Blockchain technology can offer a dynamically growing insurance sector an efficient solution to detecting and reducing fraudulent activities and enhancing policies related to cyber insurance. This network can be effective in understanding various financial risks because it provides secure information storage and faster data-sharing among different parties involved in the insurance ecosystem. Blockchain creates trust and credibility between entities.
Supply chain management usually deals with a very large volume of complex data. Keeping records may cause various problems, and paper-based record-keeping is still typical of different sectors. Thus, digital transformation may improve the productivity of supply chain management.

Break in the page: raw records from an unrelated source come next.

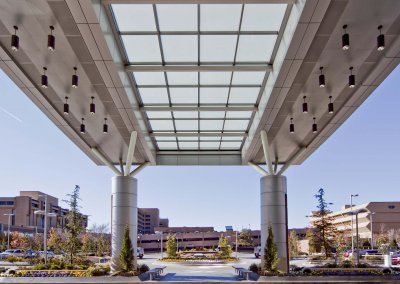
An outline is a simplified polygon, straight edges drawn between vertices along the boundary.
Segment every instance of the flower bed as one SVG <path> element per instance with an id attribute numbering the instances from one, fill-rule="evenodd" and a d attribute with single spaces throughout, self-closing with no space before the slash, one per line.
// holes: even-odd
<path id="1" fill-rule="evenodd" d="M 87 270 L 17 270 L 15 277 L 88 277 Z"/>
<path id="2" fill-rule="evenodd" d="M 384 275 L 381 268 L 312 268 L 313 276 L 369 276 Z M 390 270 L 389 270 L 390 274 Z"/>

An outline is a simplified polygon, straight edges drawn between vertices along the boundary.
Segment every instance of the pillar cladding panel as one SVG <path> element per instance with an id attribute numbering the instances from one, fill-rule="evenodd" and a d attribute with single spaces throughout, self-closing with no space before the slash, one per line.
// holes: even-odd
<path id="1" fill-rule="evenodd" d="M 261 254 L 272 226 L 278 249 L 278 269 L 288 271 L 286 177 L 265 176 L 260 180 Z"/>
<path id="2" fill-rule="evenodd" d="M 121 270 L 119 255 L 122 247 L 125 226 L 129 227 L 129 236 L 133 251 L 137 248 L 137 180 L 133 177 L 116 176 L 112 178 L 111 204 L 112 258 L 111 270 Z M 134 253 L 136 267 L 136 253 Z"/>

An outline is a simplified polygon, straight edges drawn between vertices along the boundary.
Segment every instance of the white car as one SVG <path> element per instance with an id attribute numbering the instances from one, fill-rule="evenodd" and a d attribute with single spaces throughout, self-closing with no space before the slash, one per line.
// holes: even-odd
<path id="1" fill-rule="evenodd" d="M 136 257 L 142 259 L 142 258 L 143 258 L 143 255 L 144 255 L 144 249 L 141 248 L 141 247 L 138 247 L 138 248 L 136 249 Z"/>
<path id="2" fill-rule="evenodd" d="M 0 253 L 0 259 L 5 259 L 9 256 L 24 257 L 26 252 L 22 249 L 8 249 Z"/>

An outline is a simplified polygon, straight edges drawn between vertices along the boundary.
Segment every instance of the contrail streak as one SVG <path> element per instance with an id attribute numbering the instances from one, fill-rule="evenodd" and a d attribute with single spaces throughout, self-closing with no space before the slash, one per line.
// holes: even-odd
<path id="1" fill-rule="evenodd" d="M 22 122 L 22 119 L 20 119 L 19 117 L 13 115 L 11 112 L 9 112 L 8 110 L 0 107 L 0 110 L 2 110 L 5 114 L 8 114 L 10 117 L 14 118 L 16 121 L 18 122 Z"/>

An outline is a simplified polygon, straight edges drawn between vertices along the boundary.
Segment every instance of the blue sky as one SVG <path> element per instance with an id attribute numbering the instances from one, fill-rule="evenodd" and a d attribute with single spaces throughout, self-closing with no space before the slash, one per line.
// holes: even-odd
<path id="1" fill-rule="evenodd" d="M 289 227 L 307 225 L 323 187 L 331 209 L 399 200 L 400 67 L 305 163 L 286 172 Z M 91 223 L 109 223 L 111 171 L 96 166 L 0 71 L 0 196 L 40 190 L 65 198 L 81 187 Z M 139 207 L 158 207 L 170 226 L 259 229 L 259 178 L 248 166 L 148 167 Z"/>

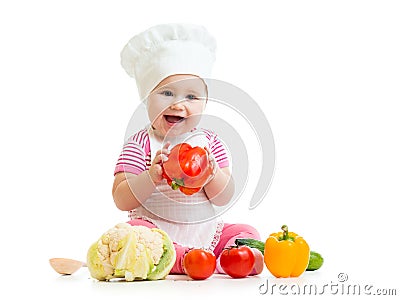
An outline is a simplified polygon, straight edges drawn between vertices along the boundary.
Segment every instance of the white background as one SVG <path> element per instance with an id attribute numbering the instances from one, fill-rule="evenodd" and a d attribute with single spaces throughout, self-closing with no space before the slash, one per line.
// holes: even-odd
<path id="1" fill-rule="evenodd" d="M 87 273 L 59 277 L 48 259 L 84 260 L 101 233 L 126 221 L 111 187 L 139 101 L 119 53 L 150 26 L 191 22 L 217 39 L 214 77 L 249 93 L 275 138 L 266 198 L 247 209 L 259 171 L 251 147 L 249 188 L 224 218 L 263 239 L 284 223 L 303 235 L 325 258 L 308 282 L 344 272 L 399 294 L 399 15 L 397 1 L 1 2 L 2 292 L 135 295 Z M 240 292 L 258 294 L 266 278 Z M 186 287 L 229 295 L 226 282 Z M 153 284 L 137 292 L 177 293 Z"/>

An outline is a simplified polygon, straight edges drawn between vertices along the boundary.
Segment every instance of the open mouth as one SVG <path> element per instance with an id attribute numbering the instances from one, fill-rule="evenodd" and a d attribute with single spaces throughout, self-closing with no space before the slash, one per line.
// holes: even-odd
<path id="1" fill-rule="evenodd" d="M 185 118 L 180 116 L 164 115 L 164 119 L 170 124 L 182 122 Z"/>

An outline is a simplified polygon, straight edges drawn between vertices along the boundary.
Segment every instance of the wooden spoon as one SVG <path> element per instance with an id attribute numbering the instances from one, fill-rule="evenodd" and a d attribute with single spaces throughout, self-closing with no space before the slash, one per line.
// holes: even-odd
<path id="1" fill-rule="evenodd" d="M 81 267 L 87 267 L 84 262 L 70 258 L 51 258 L 49 262 L 54 271 L 63 275 L 71 275 Z"/>

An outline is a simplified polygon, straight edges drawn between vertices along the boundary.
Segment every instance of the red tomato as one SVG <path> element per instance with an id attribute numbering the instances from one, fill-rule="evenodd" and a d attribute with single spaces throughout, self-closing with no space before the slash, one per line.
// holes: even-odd
<path id="1" fill-rule="evenodd" d="M 214 253 L 203 249 L 190 250 L 183 259 L 183 267 L 186 274 L 195 280 L 203 280 L 210 277 L 216 266 Z"/>
<path id="2" fill-rule="evenodd" d="M 220 264 L 226 274 L 233 278 L 243 278 L 254 268 L 253 251 L 247 246 L 224 249 L 221 253 Z"/>

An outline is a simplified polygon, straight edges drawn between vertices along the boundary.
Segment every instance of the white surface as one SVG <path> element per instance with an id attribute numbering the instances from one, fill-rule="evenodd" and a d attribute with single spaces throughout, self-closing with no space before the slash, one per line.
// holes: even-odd
<path id="1" fill-rule="evenodd" d="M 349 268 L 346 269 L 349 270 Z M 354 274 L 354 272 L 342 274 L 332 271 L 335 271 L 335 267 L 332 264 L 326 264 L 323 269 L 306 272 L 299 278 L 277 279 L 265 269 L 258 276 L 240 279 L 214 274 L 200 281 L 192 280 L 185 275 L 168 275 L 165 280 L 159 281 L 99 282 L 91 279 L 88 270 L 83 268 L 71 276 L 45 274 L 45 276 L 25 282 L 24 286 L 30 292 L 40 292 L 40 295 L 44 297 L 57 295 L 59 299 L 74 297 L 109 299 L 110 297 L 133 296 L 146 296 L 150 299 L 154 297 L 204 299 L 211 295 L 233 299 L 268 296 L 299 297 L 299 295 L 348 297 L 348 295 L 374 296 L 394 293 L 393 289 L 396 289 L 397 295 L 399 293 L 394 279 L 374 278 L 371 280 L 369 276 Z"/>
<path id="2" fill-rule="evenodd" d="M 215 34 L 215 77 L 252 95 L 275 137 L 267 197 L 247 210 L 254 167 L 243 201 L 225 219 L 250 223 L 263 238 L 283 223 L 302 234 L 326 263 L 301 280 L 330 283 L 343 272 L 359 284 L 399 289 L 399 3 L 192 5 L 1 2 L 2 292 L 15 299 L 234 298 L 257 294 L 270 278 L 106 284 L 85 270 L 59 277 L 48 264 L 51 257 L 84 260 L 102 232 L 126 220 L 111 185 L 138 100 L 119 52 L 133 34 L 179 21 Z"/>

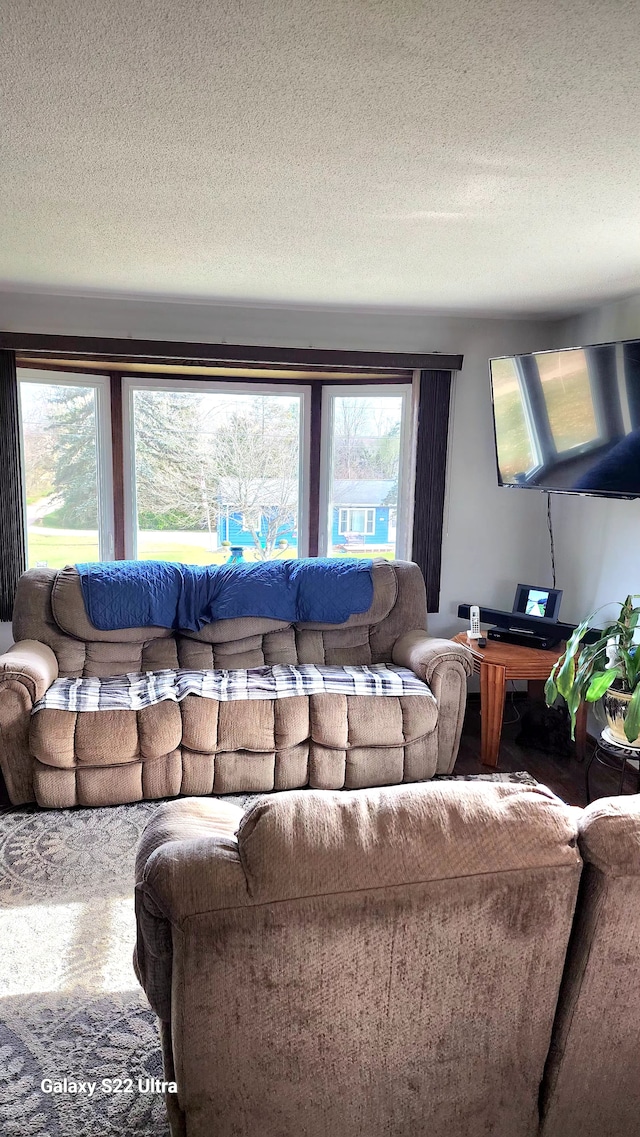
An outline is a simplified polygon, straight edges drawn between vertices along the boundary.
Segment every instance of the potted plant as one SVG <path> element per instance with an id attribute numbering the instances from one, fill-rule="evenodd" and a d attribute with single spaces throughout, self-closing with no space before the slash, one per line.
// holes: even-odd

The application of blockchain can enhance information-sharing processes, offering increased accessibility and security. Leveraging smart contacts can be helpful, as it may improve the automation and efficiency of the overall supply chain operations.
In today’s rapidly evolving technological landscape, blockchain stands out as an innovative and revolutionary force with a huge potential to change the entire world. It provides secure, transparent, scalable, and efficient solutions, attracting more and more industries, such as healthcare and chain management.